Adair Antônio de Freitas Meira, de 63 anos, foi preso durante a Operação Contaminatio, conduzida pela Polícia Civil de São Paulo na última segunda-feira (27).

A investigação apura um suposto esquema de lavagem de dinheiro que teria movimentado milhões de reais em um banco da organização criminosa Primeiro Comando da Capital, o PCC.
Segundo as investigações, Adair Meira é suspeito de operar movimentações financeiras por meio de empresas, fundações e entidades ligadas ao seu nome.

Adair é presidente da Fundação Pró-Cerrado e tem atuação em projetos sociais em parceria com o governo estadual. Um dos programas citados é o “Aprendiz do Futuro”, que, segundo o site de noticias do governo, movimentou quase meio bilhão de reais no projeto, comandado por Gracinha Caiado que era coordenadora do Goiás Social.

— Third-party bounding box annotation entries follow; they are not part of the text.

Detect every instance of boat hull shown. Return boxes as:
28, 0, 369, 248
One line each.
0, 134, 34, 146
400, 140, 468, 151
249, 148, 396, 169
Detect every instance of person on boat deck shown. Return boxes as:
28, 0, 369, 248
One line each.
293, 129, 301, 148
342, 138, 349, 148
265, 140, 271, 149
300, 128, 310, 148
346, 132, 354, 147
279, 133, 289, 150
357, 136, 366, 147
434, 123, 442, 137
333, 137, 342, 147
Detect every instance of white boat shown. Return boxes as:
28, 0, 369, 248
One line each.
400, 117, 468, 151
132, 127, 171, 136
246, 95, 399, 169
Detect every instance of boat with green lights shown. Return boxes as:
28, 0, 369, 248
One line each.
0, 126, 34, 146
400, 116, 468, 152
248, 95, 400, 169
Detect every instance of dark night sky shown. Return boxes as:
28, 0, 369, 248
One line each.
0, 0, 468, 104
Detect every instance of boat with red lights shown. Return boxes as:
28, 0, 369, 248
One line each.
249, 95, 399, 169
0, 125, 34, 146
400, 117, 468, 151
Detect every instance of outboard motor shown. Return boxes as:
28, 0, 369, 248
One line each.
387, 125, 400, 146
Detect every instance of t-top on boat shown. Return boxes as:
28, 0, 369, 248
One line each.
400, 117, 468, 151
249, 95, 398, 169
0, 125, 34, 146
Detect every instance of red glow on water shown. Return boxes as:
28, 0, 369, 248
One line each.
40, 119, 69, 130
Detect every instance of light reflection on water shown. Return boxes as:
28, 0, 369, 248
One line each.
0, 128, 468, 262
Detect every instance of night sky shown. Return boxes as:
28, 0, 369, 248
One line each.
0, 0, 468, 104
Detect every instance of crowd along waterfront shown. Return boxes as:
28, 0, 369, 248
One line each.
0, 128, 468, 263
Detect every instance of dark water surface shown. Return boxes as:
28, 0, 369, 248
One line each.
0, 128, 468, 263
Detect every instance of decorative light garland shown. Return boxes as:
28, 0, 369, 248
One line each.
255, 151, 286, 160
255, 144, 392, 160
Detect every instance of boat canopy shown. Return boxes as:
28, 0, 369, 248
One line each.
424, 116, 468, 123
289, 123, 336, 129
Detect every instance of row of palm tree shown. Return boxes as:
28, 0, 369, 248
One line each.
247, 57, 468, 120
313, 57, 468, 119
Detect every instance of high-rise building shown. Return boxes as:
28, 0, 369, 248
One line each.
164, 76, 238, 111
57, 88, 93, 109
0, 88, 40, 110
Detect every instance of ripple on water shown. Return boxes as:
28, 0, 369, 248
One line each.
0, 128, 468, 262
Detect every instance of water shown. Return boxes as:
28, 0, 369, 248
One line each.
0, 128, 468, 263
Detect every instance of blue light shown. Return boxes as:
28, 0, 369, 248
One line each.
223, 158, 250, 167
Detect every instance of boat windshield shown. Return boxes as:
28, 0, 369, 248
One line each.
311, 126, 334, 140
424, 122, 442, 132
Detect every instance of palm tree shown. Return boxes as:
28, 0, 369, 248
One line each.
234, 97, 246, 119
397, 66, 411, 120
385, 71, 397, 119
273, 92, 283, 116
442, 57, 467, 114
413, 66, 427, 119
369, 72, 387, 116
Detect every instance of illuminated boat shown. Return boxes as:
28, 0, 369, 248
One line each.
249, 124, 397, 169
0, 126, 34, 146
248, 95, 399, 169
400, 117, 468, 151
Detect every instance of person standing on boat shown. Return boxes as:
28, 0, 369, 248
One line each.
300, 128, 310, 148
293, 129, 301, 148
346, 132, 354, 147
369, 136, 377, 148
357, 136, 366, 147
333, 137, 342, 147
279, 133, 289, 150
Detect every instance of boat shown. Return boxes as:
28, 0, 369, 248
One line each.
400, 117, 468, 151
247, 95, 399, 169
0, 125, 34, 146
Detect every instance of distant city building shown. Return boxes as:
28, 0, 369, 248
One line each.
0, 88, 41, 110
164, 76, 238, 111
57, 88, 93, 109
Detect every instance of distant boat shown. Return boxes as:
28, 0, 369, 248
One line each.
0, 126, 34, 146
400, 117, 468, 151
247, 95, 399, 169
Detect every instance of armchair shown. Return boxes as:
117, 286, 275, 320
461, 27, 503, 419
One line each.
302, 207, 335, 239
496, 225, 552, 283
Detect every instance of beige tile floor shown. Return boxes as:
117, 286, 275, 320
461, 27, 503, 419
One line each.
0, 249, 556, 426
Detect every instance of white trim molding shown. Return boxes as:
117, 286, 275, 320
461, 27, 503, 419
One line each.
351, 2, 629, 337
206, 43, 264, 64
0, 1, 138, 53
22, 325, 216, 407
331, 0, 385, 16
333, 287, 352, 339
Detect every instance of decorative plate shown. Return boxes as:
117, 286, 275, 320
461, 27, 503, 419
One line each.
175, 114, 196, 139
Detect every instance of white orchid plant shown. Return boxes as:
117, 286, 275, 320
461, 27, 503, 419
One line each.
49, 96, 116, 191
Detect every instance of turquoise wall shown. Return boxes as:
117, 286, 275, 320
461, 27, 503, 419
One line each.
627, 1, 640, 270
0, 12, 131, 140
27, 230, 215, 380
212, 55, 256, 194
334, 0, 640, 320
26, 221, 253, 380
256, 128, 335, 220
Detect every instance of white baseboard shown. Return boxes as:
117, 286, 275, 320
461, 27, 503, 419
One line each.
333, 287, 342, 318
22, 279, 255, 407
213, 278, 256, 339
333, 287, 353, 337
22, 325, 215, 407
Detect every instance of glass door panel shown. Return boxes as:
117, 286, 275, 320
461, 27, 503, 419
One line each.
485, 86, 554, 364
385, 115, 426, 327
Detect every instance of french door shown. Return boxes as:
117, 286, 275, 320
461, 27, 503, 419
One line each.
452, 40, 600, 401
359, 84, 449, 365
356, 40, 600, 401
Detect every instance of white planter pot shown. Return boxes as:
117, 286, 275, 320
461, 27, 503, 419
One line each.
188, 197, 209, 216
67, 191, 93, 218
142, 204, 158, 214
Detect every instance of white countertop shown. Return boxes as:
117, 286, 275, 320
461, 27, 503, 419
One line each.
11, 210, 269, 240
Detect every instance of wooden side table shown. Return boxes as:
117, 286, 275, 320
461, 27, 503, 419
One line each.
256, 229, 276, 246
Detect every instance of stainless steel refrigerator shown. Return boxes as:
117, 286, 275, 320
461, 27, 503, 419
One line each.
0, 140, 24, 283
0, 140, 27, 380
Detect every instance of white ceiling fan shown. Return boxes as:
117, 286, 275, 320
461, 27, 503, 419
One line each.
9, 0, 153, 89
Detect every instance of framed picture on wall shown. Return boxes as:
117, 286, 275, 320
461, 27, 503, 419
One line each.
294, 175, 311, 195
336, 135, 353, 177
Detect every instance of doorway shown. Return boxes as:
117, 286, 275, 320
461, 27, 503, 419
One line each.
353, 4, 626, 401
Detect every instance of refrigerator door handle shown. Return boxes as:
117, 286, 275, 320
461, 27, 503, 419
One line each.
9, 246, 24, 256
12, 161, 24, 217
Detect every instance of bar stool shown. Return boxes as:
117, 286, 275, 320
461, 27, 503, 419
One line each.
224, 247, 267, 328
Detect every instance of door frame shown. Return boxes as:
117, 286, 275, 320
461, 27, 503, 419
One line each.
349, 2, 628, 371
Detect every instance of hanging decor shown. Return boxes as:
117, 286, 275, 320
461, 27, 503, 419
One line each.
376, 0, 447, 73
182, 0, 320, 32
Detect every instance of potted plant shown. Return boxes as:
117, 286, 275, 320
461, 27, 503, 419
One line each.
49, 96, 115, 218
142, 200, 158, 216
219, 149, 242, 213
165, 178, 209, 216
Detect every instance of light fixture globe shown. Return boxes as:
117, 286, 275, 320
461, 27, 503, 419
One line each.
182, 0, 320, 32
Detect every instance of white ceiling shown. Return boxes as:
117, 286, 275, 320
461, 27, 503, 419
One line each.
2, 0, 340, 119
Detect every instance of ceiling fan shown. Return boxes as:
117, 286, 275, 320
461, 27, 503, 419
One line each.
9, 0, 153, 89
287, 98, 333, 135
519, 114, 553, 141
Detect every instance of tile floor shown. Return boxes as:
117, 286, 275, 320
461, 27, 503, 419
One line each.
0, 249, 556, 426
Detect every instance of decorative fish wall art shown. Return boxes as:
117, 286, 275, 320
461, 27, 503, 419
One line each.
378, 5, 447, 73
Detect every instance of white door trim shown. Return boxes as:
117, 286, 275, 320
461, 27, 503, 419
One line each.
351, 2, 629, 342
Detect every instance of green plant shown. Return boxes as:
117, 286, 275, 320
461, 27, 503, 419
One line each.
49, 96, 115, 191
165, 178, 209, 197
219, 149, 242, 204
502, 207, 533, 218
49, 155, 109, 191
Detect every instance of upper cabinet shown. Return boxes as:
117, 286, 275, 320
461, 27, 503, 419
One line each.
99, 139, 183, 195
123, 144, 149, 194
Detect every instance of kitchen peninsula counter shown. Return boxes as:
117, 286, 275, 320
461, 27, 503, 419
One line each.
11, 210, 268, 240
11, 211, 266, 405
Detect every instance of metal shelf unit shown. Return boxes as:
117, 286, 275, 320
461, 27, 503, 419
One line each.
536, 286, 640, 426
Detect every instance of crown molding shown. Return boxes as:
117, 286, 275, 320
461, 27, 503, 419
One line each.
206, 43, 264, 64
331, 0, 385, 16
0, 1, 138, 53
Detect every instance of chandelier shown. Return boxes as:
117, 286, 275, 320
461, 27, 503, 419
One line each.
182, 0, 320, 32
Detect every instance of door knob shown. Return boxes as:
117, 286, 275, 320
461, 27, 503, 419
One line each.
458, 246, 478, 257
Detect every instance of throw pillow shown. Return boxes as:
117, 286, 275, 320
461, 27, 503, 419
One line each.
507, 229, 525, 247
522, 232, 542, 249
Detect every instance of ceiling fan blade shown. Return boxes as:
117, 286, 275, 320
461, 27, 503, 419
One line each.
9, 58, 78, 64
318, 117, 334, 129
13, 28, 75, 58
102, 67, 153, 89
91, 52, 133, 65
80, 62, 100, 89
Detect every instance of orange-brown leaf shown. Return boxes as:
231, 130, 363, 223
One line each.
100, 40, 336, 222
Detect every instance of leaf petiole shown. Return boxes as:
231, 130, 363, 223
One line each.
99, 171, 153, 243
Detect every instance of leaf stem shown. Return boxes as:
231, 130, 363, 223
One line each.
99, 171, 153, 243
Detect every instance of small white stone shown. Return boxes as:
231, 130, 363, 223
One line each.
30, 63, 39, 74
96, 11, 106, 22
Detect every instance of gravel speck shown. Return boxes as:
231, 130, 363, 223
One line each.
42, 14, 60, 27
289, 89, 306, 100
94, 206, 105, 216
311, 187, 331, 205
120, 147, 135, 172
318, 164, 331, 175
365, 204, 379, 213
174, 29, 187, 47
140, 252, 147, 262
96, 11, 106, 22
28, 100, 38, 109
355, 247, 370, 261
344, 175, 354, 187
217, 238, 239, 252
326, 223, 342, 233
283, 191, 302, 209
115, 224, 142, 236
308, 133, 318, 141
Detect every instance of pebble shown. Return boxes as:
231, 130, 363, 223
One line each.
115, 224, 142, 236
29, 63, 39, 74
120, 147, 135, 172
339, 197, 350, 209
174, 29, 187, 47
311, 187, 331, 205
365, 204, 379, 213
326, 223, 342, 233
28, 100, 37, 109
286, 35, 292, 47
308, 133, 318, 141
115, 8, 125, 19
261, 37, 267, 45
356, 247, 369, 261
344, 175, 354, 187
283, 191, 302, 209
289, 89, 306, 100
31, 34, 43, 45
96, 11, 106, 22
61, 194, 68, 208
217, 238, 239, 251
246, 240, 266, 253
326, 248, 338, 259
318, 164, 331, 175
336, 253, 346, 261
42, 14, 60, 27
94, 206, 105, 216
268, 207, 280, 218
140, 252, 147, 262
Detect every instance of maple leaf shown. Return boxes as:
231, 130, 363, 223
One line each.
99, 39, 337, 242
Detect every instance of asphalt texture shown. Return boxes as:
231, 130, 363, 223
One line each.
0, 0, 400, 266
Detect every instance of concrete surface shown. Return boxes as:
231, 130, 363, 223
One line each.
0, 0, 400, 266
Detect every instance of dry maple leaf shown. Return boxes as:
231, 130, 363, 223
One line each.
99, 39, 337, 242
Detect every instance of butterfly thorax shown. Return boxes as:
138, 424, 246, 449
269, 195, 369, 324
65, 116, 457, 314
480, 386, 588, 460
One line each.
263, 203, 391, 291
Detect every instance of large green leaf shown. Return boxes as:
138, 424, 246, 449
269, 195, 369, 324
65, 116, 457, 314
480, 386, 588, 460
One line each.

Em novembro de 2024, 12 jovens participantes do programa viajaram à Europa, passando por cidades como Paris e Barcelona. Gracinha Caiado também foi e teve passagens custeadas pela fundação Adair Meira, conforme informou na época o secretário de Industria e Comércio do Estado, Joel Sant’Anna. Esse passeio na Europa teria sido fundamental na pavimentação da amizade entre a ex-primeira-dama, Adair e a esposa.
Informações de bastidores indicam que Adair Meira se “preparava” para tentar viabilizar uma pré-candidatura como suplente ao Senado na chapa encabeçada por Gracinha Caiado. A possibilidade teria sido discutida dentro de grupos próximos ao empresário e uma pesquisa com nome dele seria encomendada nos próximos dias.

A apuração da Operação Contaminatio continua, com análise de movimentações financeiras, vínculos empresariais, políticos e possíveis ramificações do esquema com o crime organizado. Os investigados podem responder por crimes como lavagem de dinheiro e associação criminosa.